Here’s what Seravalli had to say:
“It’s a safe bet that one of these two players will not be returning to the Oilers next season. Both are fan favorites. But both require new deals, likely both raises, and GM Ken Holland acknowledged that Edmonton will have to watch every dollar. ‘Am I willing to trade some assets in a deal that will make us better? Yes I am,’ Holland said Wednesday. Edmonton’s preference would likely be to keep Yamamoto, but he would bring the bigger return.”
Many observers in Edmonton believe — in part to his underlying numbers — that Puljujarvi has untapped potential and that it would be a mistake for the Oilers to let him go.
But that certainly seems to be a real possibility at this juncture, and one that an analytics-savvy organization may try to take advantage of this offseason.
Could he be an option for the Canucks?
Better yet, could the Canucks somehow free up some cap space and then weaponize that cap space to take advantage of a team riding the emotional high of making the Western Conference Final?
After all, their GM did just say that they’d be willing to trade assets in a deal that “would make them better.”
Also, in very unsurprising news, Mikko Koskinen officially left the Oilers today, signing in Switzerland.

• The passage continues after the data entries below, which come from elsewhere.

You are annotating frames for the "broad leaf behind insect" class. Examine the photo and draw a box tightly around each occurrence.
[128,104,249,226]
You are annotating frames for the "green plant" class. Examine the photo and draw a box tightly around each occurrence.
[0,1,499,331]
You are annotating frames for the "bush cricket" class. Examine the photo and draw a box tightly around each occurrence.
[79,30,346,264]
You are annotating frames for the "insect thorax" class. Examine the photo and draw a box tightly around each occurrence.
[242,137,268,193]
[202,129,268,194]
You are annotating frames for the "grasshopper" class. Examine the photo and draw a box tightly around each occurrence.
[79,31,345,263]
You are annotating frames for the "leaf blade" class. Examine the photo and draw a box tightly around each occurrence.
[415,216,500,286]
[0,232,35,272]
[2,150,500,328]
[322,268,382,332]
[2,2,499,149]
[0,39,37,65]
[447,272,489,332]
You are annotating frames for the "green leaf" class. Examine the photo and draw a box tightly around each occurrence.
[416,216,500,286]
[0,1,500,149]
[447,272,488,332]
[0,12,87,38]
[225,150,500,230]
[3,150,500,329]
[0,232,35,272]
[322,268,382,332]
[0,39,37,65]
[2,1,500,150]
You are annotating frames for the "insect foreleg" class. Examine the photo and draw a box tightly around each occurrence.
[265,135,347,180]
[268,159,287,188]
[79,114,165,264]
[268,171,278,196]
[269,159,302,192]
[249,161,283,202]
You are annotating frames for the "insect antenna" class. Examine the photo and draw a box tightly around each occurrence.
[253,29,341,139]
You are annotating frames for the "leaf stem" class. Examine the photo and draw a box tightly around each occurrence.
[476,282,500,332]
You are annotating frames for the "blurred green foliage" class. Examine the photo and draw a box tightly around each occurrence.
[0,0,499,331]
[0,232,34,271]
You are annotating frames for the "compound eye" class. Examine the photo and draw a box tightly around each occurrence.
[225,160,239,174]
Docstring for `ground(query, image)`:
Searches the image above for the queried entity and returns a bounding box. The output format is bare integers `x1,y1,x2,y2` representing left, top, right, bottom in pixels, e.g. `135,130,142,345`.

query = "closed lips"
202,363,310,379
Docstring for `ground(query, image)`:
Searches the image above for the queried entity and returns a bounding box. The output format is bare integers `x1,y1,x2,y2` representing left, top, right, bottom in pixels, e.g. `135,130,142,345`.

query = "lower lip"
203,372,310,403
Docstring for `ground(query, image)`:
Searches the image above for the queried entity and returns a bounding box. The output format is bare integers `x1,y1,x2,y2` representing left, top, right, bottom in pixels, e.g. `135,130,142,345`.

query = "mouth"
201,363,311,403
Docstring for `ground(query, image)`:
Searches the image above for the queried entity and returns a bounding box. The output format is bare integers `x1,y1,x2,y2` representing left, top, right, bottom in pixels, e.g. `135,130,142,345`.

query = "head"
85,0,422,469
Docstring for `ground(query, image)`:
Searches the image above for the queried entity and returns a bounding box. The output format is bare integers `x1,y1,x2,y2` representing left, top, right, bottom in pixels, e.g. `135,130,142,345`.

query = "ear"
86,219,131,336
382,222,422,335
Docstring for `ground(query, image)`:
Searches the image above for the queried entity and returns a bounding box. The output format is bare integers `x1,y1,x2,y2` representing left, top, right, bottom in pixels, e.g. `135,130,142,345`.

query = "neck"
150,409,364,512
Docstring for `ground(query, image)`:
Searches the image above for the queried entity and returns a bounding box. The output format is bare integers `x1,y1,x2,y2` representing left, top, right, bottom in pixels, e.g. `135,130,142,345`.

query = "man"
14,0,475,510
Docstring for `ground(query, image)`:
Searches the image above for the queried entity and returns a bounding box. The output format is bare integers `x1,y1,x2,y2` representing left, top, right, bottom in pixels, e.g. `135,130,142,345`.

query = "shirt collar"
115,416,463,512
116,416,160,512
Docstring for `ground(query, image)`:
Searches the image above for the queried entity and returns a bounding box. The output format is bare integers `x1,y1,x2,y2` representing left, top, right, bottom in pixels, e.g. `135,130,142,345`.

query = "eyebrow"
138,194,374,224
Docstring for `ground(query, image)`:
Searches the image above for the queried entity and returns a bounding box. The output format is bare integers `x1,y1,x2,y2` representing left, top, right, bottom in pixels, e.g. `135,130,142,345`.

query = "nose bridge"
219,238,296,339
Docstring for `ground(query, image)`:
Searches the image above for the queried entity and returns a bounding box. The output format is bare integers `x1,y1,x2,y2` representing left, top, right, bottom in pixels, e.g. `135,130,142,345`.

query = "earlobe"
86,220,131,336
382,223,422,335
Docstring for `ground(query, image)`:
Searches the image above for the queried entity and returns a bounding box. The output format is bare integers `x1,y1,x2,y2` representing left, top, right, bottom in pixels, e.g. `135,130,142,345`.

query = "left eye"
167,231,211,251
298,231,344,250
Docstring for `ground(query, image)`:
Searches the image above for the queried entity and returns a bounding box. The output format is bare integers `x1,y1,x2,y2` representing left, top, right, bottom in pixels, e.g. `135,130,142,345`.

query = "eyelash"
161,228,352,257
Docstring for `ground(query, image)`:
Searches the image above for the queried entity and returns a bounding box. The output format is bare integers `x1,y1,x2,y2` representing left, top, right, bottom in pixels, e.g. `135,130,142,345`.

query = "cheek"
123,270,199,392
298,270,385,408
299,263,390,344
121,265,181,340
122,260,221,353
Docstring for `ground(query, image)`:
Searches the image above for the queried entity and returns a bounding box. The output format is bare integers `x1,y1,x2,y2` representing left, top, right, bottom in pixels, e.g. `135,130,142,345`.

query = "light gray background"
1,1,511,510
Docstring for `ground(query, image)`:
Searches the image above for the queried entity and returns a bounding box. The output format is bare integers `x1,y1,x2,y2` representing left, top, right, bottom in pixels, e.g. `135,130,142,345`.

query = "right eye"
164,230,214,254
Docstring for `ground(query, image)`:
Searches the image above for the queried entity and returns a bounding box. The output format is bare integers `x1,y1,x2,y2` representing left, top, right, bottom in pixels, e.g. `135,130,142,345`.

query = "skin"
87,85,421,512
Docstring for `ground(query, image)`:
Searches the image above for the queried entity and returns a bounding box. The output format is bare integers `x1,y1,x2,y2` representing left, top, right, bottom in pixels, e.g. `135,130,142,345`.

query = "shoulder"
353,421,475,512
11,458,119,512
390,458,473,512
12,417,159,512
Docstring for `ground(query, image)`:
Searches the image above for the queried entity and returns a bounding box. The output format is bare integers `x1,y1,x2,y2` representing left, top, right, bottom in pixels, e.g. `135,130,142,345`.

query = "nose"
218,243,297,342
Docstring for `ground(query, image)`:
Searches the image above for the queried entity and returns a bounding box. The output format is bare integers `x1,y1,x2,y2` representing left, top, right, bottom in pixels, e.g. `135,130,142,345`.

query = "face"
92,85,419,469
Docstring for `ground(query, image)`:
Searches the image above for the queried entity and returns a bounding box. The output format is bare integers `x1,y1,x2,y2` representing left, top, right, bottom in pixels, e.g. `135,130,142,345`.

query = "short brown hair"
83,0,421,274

Keeping an eye on Kravtsov
A few weeks ago, the New York Rangers’ trade deadline package offered to the Canucks in exchange for J.T. Miller was revealed by Sportsnet 650’s Satiar Shah.
As a reminder, Shah said:
“So from what we can gather, it was essentially, Nils Lundkvist, a first-round pick, and Filip Chytil. Now there was some talk about Kravtsov, this and that, but it’s very evident — whether these pieces were all together or not — that the Rangers were not offering Braden Schneider.”CanucksArmy has confirmed that this package was offered to the Canucks sometime in January.

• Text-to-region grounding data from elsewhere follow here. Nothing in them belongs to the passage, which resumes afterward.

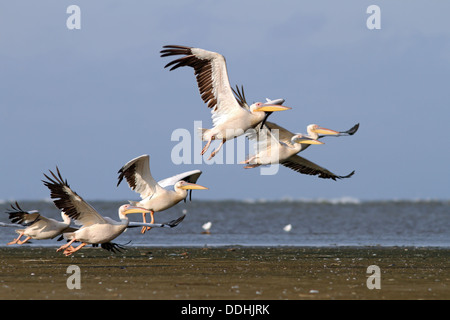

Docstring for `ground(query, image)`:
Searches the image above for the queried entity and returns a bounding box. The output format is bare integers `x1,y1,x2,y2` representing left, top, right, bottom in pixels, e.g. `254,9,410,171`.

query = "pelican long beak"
255,99,290,128
293,137,324,145
123,206,152,215
311,127,339,135
254,103,291,112
180,183,209,190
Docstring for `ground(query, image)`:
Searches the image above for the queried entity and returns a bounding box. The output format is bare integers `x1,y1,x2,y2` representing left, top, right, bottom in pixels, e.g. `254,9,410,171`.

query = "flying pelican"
4,201,75,245
117,154,208,233
160,45,291,159
42,167,174,256
242,121,355,180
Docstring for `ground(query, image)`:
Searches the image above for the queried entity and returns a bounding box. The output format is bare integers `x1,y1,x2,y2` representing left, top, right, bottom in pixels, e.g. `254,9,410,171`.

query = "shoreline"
1,246,449,300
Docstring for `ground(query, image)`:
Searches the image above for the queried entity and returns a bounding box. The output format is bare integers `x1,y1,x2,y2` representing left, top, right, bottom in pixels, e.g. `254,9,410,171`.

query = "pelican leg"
7,231,25,245
64,242,87,256
208,139,226,160
17,236,32,245
141,212,147,234
240,156,256,165
146,211,155,232
201,137,213,155
244,164,261,169
57,238,77,252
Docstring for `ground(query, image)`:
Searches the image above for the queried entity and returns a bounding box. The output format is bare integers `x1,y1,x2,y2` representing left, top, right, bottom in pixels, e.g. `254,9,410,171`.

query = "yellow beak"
123,206,152,215
180,183,209,190
296,138,324,145
292,136,324,145
254,104,291,112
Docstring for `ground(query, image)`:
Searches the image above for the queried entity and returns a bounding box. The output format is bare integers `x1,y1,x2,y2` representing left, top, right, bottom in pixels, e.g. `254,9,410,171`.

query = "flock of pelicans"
1,45,359,256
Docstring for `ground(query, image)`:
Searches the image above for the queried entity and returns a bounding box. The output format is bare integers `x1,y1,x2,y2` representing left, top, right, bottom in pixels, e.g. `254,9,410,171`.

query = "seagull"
117,154,208,233
202,221,212,234
4,201,75,245
42,167,174,256
160,45,291,159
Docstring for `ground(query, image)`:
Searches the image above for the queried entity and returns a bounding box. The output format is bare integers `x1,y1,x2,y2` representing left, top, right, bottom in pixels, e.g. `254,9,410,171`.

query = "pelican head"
175,181,208,190
250,101,291,114
291,134,324,145
250,100,291,128
307,124,339,138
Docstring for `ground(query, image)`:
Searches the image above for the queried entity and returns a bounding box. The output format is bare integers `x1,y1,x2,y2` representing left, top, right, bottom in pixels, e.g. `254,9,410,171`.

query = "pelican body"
161,45,291,159
42,167,153,256
243,121,356,180
5,202,73,245
117,154,208,233
61,204,141,245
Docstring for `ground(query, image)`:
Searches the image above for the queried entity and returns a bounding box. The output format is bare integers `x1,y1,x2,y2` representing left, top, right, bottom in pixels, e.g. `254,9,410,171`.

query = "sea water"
0,199,448,247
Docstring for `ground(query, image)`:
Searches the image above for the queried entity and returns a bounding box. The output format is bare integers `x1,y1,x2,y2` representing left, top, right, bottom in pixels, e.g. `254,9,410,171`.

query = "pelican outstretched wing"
128,214,186,229
281,155,355,180
161,45,246,126
117,154,163,199
263,121,297,146
231,85,249,110
5,202,41,226
42,167,106,227
158,169,203,202
158,170,202,188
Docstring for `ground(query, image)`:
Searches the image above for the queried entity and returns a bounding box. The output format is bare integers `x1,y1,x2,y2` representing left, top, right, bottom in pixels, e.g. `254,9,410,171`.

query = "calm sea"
0,199,448,248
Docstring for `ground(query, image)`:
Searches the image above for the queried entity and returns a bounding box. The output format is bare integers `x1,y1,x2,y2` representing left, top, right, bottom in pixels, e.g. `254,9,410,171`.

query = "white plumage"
5,201,73,245
117,154,207,233
242,121,357,180
42,167,178,256
161,45,291,159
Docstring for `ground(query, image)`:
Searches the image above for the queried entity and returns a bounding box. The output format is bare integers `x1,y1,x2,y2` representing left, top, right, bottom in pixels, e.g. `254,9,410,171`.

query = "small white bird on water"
202,221,212,234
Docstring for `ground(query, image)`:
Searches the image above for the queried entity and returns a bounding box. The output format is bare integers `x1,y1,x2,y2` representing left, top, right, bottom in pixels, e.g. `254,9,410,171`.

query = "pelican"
160,45,291,159
42,167,172,256
242,121,355,180
4,201,75,245
117,154,208,233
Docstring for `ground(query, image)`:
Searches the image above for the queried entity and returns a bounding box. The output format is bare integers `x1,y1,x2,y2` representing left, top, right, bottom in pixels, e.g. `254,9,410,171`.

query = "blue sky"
1,1,449,201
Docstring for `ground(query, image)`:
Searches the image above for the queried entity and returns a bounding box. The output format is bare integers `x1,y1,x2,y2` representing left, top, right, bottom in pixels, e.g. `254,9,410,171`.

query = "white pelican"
117,154,208,233
160,45,291,159
242,121,355,180
42,168,167,256
5,201,74,245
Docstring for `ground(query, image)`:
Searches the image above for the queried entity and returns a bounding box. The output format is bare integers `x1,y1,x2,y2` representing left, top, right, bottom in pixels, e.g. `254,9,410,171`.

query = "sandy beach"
0,246,448,300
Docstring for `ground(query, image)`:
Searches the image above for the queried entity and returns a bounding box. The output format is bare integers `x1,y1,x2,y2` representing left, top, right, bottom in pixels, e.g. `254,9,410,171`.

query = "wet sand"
0,246,448,300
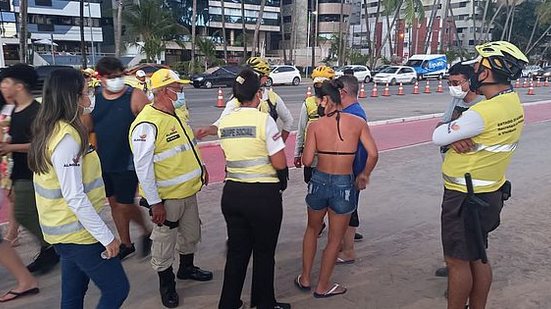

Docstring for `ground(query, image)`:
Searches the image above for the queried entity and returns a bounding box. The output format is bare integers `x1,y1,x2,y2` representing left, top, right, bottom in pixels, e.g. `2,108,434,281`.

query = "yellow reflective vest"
442,92,524,193
34,122,106,244
303,96,320,142
218,108,279,183
129,104,204,199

The thing we’re now going to focus on from what Shah said is the name Vitali Kravtsov.
Kravtsov, who the Rangers selected with the ninth overall pick in the 2018 NHL Entry Draft, has played in just 20 games for the club, and has spent most of his pro career in the KHL.
As such, it’s become increasingly clear that Kravtsov does not want to play in the AHL.
Kravtsov, who is represented by Dan Milstein — who also represents Danila Klimovich and Andrei Kuzmenko — signed a one-year one-way contract on Sunday.
The deal is for $875,000, and Kravtsov will need to pass through waivers in order to be sent down to the AHL.
In other words, Kravtsov is going to play in the NHL next season. Whether that’s with the Rangers or elsewhere now remains to be seen.
Kravtsov failed to make the Rangers’ opening-night roster this past season, and soon after received permission from New York to contact other clubs in hopes of a trade.
If there was “some talk” — and by all accounts, it really wasn’t much — about Kravtsov between the Canucks and Rangers before, could those talks pick up again now that Kravtsov is signed to an NHL contract?